Tax Bill: Myths and Facts

Debunking the Tax Myths:

This is not tax reform similar to the “once-in-a-generation tax reform” agreement reached in 1986 by Ronald Reagan and Tip O’Neill.  Rather, it is a budget-busting set of tax cuts skewed towards upper income taxpayers and justified by oft-repeated myths, as explained below.

  • This is not a middle class tax cut.  The tax bill is skewed towards wealthy Americans.  Both bills reduce the top tax rates for wealthy Americans either by raising the threshold or reducing the rate, itself. Cutting the corporate rate primarily benefits wealthy Americans. Elimination of the corporate and individual Alternative Minimum Tax (AMT) benefit only wealthy Americans.  Elimination or narrowing of the estate tax would benefit only wealthy families with estates worth more than $11 million (the current threshold).  The increase in the standard deduction and child credit for lower- and middle-income families is partially offset by repeal of the personal exemption and other deductions.  According to the Tax Policy Center, “on average in 2027, (under the Senate bill) taxes would rise modestly for the lowest-income group, change little for middle-income groups, and decrease for higher-income groups.”  According to the Joint Tax Committee (Congress’ nonpartisan scorekeeper) by 2027, under the Senate bill, taxpayers earning under $75,000 would see their taxes increase, and nearly half of the total tax cuts go to people earning over $1 million; under the House bill, one-third of the cuts would go to people earning over $1 million.

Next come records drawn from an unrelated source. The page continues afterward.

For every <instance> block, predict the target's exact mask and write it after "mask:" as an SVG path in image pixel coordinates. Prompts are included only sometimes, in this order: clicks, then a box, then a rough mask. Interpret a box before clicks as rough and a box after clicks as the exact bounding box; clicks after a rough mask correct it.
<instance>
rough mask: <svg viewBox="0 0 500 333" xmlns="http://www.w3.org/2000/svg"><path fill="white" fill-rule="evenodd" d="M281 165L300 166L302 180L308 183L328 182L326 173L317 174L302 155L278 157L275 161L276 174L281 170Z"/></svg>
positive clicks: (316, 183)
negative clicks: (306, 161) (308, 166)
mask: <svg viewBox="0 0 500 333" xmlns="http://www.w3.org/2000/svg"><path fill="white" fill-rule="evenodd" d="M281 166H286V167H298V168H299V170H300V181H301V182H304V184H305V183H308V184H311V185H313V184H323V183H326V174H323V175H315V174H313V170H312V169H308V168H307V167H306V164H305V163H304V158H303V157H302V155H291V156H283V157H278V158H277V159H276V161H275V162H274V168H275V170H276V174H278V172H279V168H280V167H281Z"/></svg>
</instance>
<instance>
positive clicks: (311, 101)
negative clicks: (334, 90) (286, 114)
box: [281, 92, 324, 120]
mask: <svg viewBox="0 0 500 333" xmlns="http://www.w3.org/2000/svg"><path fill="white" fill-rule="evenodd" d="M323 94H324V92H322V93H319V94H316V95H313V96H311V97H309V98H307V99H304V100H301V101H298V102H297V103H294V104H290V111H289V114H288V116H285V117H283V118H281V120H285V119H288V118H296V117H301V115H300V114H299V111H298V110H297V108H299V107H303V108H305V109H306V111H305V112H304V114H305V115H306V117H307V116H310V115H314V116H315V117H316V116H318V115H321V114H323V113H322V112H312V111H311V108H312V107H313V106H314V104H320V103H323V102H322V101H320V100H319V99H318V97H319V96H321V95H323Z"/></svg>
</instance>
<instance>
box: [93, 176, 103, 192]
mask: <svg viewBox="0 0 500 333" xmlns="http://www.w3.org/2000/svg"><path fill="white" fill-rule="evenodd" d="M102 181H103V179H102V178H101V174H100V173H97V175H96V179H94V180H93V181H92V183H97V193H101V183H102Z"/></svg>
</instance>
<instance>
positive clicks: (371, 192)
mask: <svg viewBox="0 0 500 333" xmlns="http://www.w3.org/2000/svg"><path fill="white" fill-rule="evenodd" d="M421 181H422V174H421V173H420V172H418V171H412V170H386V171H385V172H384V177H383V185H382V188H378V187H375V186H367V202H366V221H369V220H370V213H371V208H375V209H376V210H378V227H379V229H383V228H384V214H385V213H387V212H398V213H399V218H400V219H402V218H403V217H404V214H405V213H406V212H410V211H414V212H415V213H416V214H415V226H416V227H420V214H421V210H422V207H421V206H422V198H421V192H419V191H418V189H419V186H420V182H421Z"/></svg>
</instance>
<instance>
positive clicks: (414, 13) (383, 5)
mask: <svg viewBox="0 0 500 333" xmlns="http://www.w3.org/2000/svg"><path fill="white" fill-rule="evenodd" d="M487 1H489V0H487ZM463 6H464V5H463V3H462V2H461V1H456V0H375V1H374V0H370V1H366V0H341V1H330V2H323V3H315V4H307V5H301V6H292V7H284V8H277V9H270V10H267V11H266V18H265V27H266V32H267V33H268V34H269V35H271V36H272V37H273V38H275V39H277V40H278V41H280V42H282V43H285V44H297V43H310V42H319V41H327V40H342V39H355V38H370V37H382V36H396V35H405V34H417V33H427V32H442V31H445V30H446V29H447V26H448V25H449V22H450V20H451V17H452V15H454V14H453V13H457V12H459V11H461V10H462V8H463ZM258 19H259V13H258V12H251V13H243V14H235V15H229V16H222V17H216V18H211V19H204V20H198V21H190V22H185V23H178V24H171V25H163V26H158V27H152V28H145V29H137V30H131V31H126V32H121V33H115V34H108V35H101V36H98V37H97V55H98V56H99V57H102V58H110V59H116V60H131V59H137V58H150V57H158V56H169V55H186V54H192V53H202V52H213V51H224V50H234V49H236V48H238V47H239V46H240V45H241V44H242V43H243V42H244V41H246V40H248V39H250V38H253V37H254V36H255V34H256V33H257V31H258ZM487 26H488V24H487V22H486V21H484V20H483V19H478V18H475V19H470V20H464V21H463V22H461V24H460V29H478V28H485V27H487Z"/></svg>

  • The bill will not create millions of jobs.  There is simply no historical evidence that cutting taxes on wealthy individuals or corporations will incentivize major job-creating domestic investments.  This is a myth designed to justify tax cuts for wealthy Americans.  A far more certain, direct, and productive domestic job creator would be significant federal investment in infrastructure, similar to President Eisenhower’s National Highway System.


  • Instead of growing the economy, the bill will increase the public debt — weakening the economy and triggering entitlement cuts that lower the standard of living. While rate cuts and immediate expensing may generate new economic activity at first, those growth effects would be reversed over time by the effects of higher budget deficits. The Penn Wharton Budget Model estimates that, after accounting for economic growth, the Senate bill would increase deficits up to $1.6 trillion and the House bill by $2.0 trillion over the next decade. The debt increase would come at a time when federal borrowing has already grown to unsustainable levels that crowd out private investment and risk sending the economy into a fiscal “death spiral” where annual interest payments become so large that the Treasury is borrowing enormous sums of money simply to pay interest on the existing debt.  According to the nonpartisan Committee for a Responsible Federal Budget, the tax bill could push federal debt held by the public to nearly 100 percent of GDP within 10 years.  Moreover, under the Statutory Pay-As-You-Go-Act of 2010, the deficit increases caused by the tax bill would trigger automatic cuts in Medicare, farm price supports  and other non-exempt entitlement programs; link here for details.


  • Farms and small businesses do not need estate tax relief.  Claims that eliminating the estate tax is necessary to protect farms and small businesses is a hoax to justify cutting taxes by tens (and eventually hundreds) of billions of dollars for the wealthiest families. Nonpartisan facts about the estate tax: under current law, 99.8 percent of estates currently owe no tax according to the nonpartisan JCT and less than one-half of one percent of farm estates currently owe estate tax according to the USDA; the largest estates consist mostly of capital gains that have never been taxed; U.S. estates are taxed less than most other market economies according to OECD nonpartisan data; repealing the estate tax would increase the public debt, slow the economy, and kill jobs; and repealing the estate tax would negatively impact our democracy by further concentrating wealth in billionaire families.


  • The U.S. is not the most highly-taxed country in the world.  Proponents of the tax cuts falsely claim the U.S. is the most highly-taxed country in the world.  The U.S. is among the lowest-taxed countries in the OECD (the organization of 35 democracies with market economies).  Including taxes at all levels of government (federal, state, local), the U.S. has the 4th lowest combined tax rate at 26%; the OECD average is 34%.  Only Mexico, Chile, and Korea had lower tax rates among democratic market economies in the most recent OECD analysis.


  • The U.S. does not have the highest corporate income taxes in the world.  Proponents of the corporate rate cut claim the U.S. has the highest corporate taxes in the world.  In fact, the effective corporate tax rate in the U.S. is about average.  Only the statutory corporate rate is higher than other market economies, but that ignores deductions and credits which significantly lower actual taxes paid.  CBO estimates that the effective corporate tax rate was 19 percent in the United States in 2012.